Can Dogs Get Cavities?
Periodontal disease may be the most prevalent dental problem facing dogs today, but it is not the only one. While very rare, your dog is not immune from developing a cavity at some point during her lifetime.
What is a dental cavity and how can my dog get one?
Human and canine cavities are identical in terms of what they are and what causes them. Cavities, also referred to as caries, are areas of damage on yours or your pet’s teeth. They occur when the bacteria that is found in the food that your pet consumes remains attached to his teeth for a prolonged period. These bacteria use your pet’s food to produce acids. These are known as plaque acids and they have the ability to de-mineralize your dog’s teeth and eat away at the outer layers, causing decay and damage.
Initially, only the enamel of your dog’s teeth may be affected, but over time the decay can penetrate through the layers and cause damage to the very root of the tooth. When this happens, the tooth may die and either fall out or require extraction. Decay doesn’t always occur top-down either. It is entirely possible that areas of decay develop on the lower part of the tooth, near the gums. These types of cavities often penetrate the roots of the tooth much more quickly.
Why are dog cavities rare?
One of the main reasons that dogs are less likely to develop cavities than we are is down to their diet. Your furbaby will undoubtedly consume far less food that is high in sugar or acid, which are the main culprits in human tooth decay. Their dental anatomy helps too.
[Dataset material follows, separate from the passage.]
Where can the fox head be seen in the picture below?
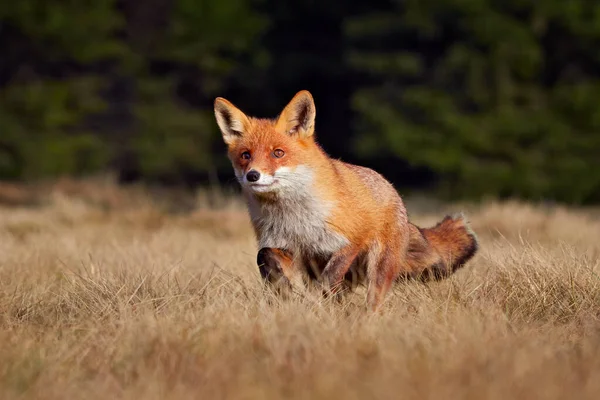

Dog teeth are pointy rather than flat, and this gives the bacteria less space to thrive.
Are any dogs at particularly high risk of developing cavities?
Although all dogs can be affected by dental cavities, there are some breeds that tend to be at higher risk of this type of oral health problem. They include:
- English Bulldog
- French Bulldog
- Shih Tzu
Symptoms of a canine cavity
Unless your dog is showing specific symptoms that point to a cavity having developed, it can be very difficult to know that she has a dental problem until the decay has advanced significantly.
There are some symptoms to look out for and these include:
- Obvious dental pain
- Drooling more than usual
- Discoloration of the teeth, particularly yellow or brown deposits near the gum line
- A dark spot anywhere on a tooth
- Dropping food
- Loss of appetite
You will need to arrange for an appointment with our veterinarian to get the cavity formally diagnosed and start treatment. Our vet will perform a thorough examination of your pet’s teeth, which may also involve taking x-rays so that any damage beneath the gum line can also be assessed.
Treating a canine cavity
The good news is that your four-legged friend doesn’t need to live with the effects of a canine cavity.
In the early stages of decay, dental bonding may be used to encourage the tooth to remineralize itself and prevent the decay from worsening. However, in the later stages of the condition, the decayed areas may need to be drilled out and filled with an amalgam resin filling, much like it would be in a human tooth.If the decay has spread beyond the tooth, root canal therapy may be required so that the infection in the root of the tooth is properly dealt with and cannot recur.